The Fifth Amendment

The Civil Liberties Act of 1988, 50 U.S.C. App. § 1989, as amended, was enacted by the United States Congress to: acknowledge the fundamental injustice of the evacuation, relocation, and internment of United States citizens and permanent resident aliens of Japanese ancestry during World War II; apologize on behalf of the people of the United States for the evacuation, relocation, and internment of such citizens and permanent resident aliens; discourage the occurrence of similar injustices and violations of civil liberties in the future; and make more credible and sincere any declaration of concern by the United States over violations of human rights committed by other nations.

This Act, the Civil Liberties Act of 1988, and the Courts have denied redress to Americans who suffered the same harms but whose ethnicity is not Japanese.

This denial is a violation of the constitutional rights of the Americans of European ancestry who were evacuated, relocated, and interned in the United States during World War II. Persons so denied continue to suffer injury to their Fifth Amendment equal protection rights.
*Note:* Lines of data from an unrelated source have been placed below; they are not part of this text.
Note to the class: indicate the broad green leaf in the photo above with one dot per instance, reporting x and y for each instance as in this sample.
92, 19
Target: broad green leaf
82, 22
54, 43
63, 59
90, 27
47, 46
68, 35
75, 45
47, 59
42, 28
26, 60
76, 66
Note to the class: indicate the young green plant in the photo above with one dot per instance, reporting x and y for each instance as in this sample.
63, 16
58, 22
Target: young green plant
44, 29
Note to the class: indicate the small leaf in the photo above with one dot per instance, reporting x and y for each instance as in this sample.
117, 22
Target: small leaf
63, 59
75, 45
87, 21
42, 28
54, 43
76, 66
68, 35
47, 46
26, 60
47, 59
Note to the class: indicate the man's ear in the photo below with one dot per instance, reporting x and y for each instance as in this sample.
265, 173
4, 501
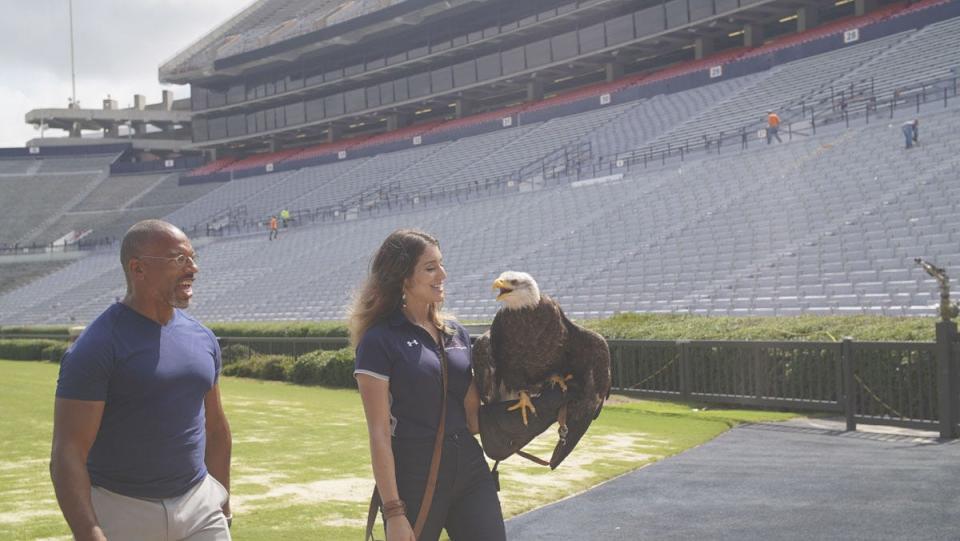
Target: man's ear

Unbeknownst to many researchers, historians, or legal scholars is the fact that in 1993 the Office of Redress Administration (ORA) of the Department of Justice made at least 75 exceptions to this law for persons of Japanese ancestry who entered camps voluntarily, that is to say these 75 persons were not forcibly interned. The ORA "declared that the claimants were eligible for payment on the basis that their liberty had been unlawfully constrained. It ruled that despite their voluntary entry into the camps, the claimants were not free to leave without written permission, and, therefore, that they were eligible for compensation under the Civil Liberties Act of 1988....'They were clearly denied their liberty,' said James P. Turner, Acting Assistant Attorney General of the Civil Rights Division." The ORA two page press release on this matter may read at ORA Press Release Editors note: The Americans of European ancestry who entered camps voluntarily were also unlawfully restrained.